Homework 2: Image Processing in MATLAB
Problem 1: Histogram Equalization
Here we use image histograms to enhance their contrast. We create our histogram manipulation matlab function myhisteq.m by following these steps:
- Converting the input color image from RGB to HSV color space (using rgb2hsv which creates a double image),
- Computing the histogram and cumulative histogram of the V (luminance) image only,
- Transforming the intensity values in V to occupy the full range 0..255 in a new image W so that the histogram of W is roughly flat.

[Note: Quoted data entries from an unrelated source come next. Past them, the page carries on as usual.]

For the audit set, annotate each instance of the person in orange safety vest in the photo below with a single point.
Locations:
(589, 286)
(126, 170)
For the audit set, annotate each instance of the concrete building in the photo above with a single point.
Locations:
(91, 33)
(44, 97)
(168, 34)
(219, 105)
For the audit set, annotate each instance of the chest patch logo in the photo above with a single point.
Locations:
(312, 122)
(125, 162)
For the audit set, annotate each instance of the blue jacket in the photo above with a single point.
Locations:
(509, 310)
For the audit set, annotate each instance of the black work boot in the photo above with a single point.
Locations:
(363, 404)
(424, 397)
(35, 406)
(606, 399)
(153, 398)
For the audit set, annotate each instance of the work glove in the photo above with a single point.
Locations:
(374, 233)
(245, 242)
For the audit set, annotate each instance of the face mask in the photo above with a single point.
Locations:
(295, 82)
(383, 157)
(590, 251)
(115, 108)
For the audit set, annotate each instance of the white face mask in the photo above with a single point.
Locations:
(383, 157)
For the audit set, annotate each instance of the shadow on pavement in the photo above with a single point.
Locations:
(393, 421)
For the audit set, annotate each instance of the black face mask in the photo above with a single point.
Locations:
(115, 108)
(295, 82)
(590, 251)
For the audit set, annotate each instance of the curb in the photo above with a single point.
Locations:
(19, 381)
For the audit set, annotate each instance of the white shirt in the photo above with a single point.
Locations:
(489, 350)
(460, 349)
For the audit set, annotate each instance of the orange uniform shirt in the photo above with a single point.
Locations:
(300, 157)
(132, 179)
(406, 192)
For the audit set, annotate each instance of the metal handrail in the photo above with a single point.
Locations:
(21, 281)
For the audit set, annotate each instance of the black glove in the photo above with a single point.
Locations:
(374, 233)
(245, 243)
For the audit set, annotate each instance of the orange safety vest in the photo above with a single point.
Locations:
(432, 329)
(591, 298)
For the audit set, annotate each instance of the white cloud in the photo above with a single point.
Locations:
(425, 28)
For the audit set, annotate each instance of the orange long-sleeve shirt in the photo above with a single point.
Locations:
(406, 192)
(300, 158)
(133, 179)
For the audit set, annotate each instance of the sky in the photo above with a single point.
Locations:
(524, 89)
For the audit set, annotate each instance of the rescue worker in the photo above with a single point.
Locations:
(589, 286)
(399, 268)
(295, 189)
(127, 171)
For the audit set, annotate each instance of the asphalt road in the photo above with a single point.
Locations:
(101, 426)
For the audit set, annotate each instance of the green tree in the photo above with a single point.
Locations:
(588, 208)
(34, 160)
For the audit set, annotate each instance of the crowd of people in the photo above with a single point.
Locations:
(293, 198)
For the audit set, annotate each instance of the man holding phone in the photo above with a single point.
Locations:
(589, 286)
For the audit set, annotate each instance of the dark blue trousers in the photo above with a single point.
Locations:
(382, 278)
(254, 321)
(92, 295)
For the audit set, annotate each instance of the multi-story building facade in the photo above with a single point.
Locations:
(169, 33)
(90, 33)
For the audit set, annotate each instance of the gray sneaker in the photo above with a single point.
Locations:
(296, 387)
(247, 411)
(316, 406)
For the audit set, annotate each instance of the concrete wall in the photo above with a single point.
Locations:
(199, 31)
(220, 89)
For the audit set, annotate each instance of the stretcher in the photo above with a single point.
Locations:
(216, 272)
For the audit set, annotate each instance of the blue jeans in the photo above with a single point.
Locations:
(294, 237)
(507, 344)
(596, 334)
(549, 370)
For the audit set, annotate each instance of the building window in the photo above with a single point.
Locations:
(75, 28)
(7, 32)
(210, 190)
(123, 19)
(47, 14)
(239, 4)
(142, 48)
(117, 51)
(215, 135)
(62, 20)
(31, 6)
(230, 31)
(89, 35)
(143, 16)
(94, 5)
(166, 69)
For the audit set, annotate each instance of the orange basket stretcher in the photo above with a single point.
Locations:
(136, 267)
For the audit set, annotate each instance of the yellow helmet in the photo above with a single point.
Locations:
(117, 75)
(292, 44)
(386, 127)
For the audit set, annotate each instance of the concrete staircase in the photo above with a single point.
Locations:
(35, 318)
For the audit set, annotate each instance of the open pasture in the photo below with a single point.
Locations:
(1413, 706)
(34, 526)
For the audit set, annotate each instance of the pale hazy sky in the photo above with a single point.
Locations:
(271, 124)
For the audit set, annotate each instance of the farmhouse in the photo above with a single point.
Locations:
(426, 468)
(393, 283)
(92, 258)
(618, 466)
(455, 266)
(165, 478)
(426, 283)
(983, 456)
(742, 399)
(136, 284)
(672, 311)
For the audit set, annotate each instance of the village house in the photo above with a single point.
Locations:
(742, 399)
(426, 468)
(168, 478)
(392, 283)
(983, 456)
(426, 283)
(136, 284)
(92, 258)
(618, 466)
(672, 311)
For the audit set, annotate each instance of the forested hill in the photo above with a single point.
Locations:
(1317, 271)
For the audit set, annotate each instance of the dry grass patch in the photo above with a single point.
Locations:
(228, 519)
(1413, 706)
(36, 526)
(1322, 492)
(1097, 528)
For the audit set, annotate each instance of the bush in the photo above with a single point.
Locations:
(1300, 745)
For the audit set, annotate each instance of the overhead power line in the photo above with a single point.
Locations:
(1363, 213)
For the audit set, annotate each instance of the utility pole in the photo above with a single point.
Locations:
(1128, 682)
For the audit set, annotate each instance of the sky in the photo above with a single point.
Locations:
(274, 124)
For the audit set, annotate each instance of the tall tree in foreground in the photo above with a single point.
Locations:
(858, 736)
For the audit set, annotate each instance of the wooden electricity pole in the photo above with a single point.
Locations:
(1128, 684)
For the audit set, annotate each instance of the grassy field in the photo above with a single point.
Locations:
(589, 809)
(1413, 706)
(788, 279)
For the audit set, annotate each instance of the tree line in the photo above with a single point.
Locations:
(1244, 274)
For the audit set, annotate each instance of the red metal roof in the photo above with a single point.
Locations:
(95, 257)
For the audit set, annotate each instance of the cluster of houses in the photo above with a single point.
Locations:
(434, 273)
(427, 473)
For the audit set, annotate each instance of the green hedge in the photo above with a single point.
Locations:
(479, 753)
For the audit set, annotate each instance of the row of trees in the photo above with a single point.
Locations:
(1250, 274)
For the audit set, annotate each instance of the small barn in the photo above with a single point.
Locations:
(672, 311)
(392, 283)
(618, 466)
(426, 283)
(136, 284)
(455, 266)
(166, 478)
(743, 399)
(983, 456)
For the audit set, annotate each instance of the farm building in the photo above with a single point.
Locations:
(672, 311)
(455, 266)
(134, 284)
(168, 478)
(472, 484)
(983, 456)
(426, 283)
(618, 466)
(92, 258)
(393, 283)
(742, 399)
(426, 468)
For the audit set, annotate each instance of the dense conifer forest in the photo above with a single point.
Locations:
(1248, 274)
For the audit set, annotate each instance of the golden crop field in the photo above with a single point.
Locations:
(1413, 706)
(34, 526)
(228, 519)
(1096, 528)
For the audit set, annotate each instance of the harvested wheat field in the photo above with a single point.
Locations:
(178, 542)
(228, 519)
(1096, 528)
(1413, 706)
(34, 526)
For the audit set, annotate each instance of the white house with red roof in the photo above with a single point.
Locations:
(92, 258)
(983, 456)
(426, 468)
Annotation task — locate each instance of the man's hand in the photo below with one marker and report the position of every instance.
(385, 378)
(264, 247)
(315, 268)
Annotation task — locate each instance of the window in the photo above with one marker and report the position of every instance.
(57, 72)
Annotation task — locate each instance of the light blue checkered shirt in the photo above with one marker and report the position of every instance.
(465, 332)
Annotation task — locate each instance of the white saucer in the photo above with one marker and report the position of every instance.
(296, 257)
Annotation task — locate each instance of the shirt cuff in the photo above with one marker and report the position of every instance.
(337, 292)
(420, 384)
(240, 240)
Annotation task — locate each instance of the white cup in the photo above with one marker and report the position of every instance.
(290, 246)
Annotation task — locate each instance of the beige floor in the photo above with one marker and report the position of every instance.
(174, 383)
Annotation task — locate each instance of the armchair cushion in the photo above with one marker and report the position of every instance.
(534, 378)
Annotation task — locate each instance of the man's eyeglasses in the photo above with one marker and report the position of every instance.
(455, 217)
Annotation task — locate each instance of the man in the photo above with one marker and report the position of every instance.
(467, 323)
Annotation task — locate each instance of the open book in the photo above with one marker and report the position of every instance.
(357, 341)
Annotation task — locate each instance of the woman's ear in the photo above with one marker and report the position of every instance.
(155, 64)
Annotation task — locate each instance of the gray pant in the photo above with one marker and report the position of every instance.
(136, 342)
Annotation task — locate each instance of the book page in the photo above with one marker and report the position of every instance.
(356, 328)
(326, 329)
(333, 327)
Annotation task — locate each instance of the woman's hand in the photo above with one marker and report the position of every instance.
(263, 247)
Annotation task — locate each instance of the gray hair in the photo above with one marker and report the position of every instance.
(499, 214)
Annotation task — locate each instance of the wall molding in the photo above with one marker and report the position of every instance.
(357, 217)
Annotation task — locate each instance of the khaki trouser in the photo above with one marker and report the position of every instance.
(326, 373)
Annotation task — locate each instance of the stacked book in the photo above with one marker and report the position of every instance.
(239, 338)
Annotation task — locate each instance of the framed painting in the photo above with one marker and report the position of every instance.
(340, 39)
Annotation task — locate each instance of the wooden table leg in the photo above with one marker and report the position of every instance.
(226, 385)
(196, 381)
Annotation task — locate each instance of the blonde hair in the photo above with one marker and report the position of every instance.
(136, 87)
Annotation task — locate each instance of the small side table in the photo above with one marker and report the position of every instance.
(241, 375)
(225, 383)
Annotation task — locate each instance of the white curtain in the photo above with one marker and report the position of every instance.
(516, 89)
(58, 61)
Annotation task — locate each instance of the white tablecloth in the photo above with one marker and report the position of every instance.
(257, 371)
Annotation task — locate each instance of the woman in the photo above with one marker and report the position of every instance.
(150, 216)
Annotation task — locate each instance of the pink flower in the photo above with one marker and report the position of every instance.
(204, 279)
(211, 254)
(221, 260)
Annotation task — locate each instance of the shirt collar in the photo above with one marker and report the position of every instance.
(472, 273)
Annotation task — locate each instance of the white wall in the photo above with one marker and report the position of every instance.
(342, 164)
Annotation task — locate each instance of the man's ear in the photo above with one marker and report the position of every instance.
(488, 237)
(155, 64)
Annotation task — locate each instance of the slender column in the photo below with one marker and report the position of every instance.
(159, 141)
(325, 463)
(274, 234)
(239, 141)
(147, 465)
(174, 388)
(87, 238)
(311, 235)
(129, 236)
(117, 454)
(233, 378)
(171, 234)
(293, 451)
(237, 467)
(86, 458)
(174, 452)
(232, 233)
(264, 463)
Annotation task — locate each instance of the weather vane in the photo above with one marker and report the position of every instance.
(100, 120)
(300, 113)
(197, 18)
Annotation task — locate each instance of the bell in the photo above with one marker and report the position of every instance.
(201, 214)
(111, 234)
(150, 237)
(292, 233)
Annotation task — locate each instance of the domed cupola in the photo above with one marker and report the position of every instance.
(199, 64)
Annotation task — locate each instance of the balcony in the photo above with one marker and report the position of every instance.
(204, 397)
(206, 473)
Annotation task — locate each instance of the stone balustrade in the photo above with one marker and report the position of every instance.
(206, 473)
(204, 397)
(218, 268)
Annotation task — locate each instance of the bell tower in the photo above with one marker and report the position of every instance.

- Combining the original H and S channels with the W image to create a new color image, which is then converted to an RGB color output image.
Results
Input: p1-bridge.jpg
Input: Bridge V Channel Histogram
Output: p1-bridge-out.jpg
Output: Bridge V Channel Histogram
Input: p1-snow.jpg
Input: Snow V Channel histogram
Output: p1-snow-out.jpg
Output: Snow V Channel Histogram
Problem 2: Demosaicing
For digital cameras that have only one image sensor Demosiacing using Bayer Patterns is needed to convert the raw image into a full color image with three channels. In the mydemosiac.m matlab function, filters in the form of matrices with weighted values are used to complete the process. After the process is complete and error image is created by computing at each pixel the squared difference between the raw image and the demosaiced image for each color channel separately, then adding the three matrices together to obtain the error image.
Results
Raw Input: P2-crayons-raw.jpg
Demosiac Output:p2-crayons-demosaic.jpg
Error Image:p2-crayons-error.jpg
Raw Input: P2-union-raw.jpg
Demosiac Output:p2-union-demosaic.jpg
Error Image: p2-union-error.jpg
Problem 3: Color Transfer
This is one of my favorite functions, here we use the colors of one (the target image) image to modify that of another image (the source image). This was accomplished using the same method from this paper by Erik Reinhard, Michael Ashikhmin, Bruce Gooch, and Peter Shirley.